All of this — Superpowers, the rules files, even the little site-voice skill I wrote to keep this blog from sounding like a press release — has me sold on skills as the real unlock, and I'm only just starting to build my own. The token argument for them is almost unfair. At session start Claude reads only each skill's name and one-line description, something like 30 to 100 tokens each; the full body loads only when the model decides it's relevant. As the Firecrawl writeup puts it: "Everything added to CLAUDE.md is paid every session forever. Skills with correct descriptions are paid only when needed." That's progressive disclosure applied to capability — I can have dozens installed and pay for exactly the ones a given task touches. The catch is that the description has to be precise enough for the model to pattern-match against, or the skill never fires.

The first real one I built wraps the 4+1 architecture model — Kruchten's old idea of describing a system as five separate views (logical, process, development, physical, and scenarios to tie them together) instead of one overloaded diagram trying to show classes, deployment, and runtime all at once. It's the kind of thing I know how to do but do inconsistently, which is exactly what a skill is for: encode the discipline once, trigger it when I'm actually writing an architecture doc. The next one I'll probably make wraps repomix — it "packs your entire repository into a single, AI-friendly file," with token counting and a Tree-sitter --compress mode, which is the right tool for pointing Claude at an existing codebase and asking real questions about it.

Which, honestly, I haven't needed much yet — because so far it's been almost all greenfield. I've spent this whole stretch building out ideas I've had kicking around for years and finally have the leverage to knock out in an afternoon. Scanning and understanding big existing repos is the next frontier; for now I've been happily catching up on my own backlog.

The dashboard that keeps me honest

You can't manage what you can't see, and the token windows that actually bite — the 5-hour session limit and the weekly one — are invisible until you slam into them. So I built the numbers into my statusline. Claude Code hands your statusline command a JSON blob on every tick — model, context percentage, git state, and crucially rate_limits.five_hour and .seven_day — and whatever your script prints becomes the line. Mine is a bash script styled after my old Prezto Sorin shell prompt so it feels like home: blue folder, git branch with the Sorin status glyphs (ahead, behind, staged, modified, untracked, stashed), and then the Claude-specific stuff — the model, a ten-cell context bar with a percentage, session age, and both rate-limit windows with a countdown to reset.

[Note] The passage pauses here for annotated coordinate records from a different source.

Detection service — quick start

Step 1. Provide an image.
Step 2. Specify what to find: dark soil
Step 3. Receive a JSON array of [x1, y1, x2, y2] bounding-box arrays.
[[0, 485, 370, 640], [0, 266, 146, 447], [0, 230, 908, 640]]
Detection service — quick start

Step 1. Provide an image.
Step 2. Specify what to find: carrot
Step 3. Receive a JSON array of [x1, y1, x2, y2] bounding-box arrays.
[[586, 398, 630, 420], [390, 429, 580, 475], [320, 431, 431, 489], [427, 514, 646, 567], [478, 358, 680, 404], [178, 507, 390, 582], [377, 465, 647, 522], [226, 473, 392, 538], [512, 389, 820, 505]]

That last part is the one that changed my behavior. Seeing 5h:62%(↺1h20m) parked in the corner turns an abstract limit into a gauge I glance at, the way you watch a fuel needle. I cribbed the approach from two writeups worth reading if you want to roll your own — Daniel Mackay's walkthrough of the JSON-to-shell contract, and Gordon Beeming's multi-line version for the fancier layout ideas — and then bent it to look like the prompt I've stared at for a decade.

Where it landed me

The funny part is where all this ended up. I run Opus 4.8 almost exclusively now — the biggest, most capable model on offer — which a year ago would have been a reckless way to torch a plan. But between building the right thing the first time, keeping the config lean, cleaning the context hard, and compressing everything that's left, I have a genuinely hard time hitting the 5-hour session limit anymore, never mind the weekly one. That's the whole game: spend the savings on a smarter model doing the actual work, not on log spam nobody reads.

It's living plumbing, so it'll keep shifting — the numbers climb every session and I keep finding new places to trim. But the shape holds: don't build the wrong thing, don't load what you don't need, don't keep what you're done with, and compress the rest.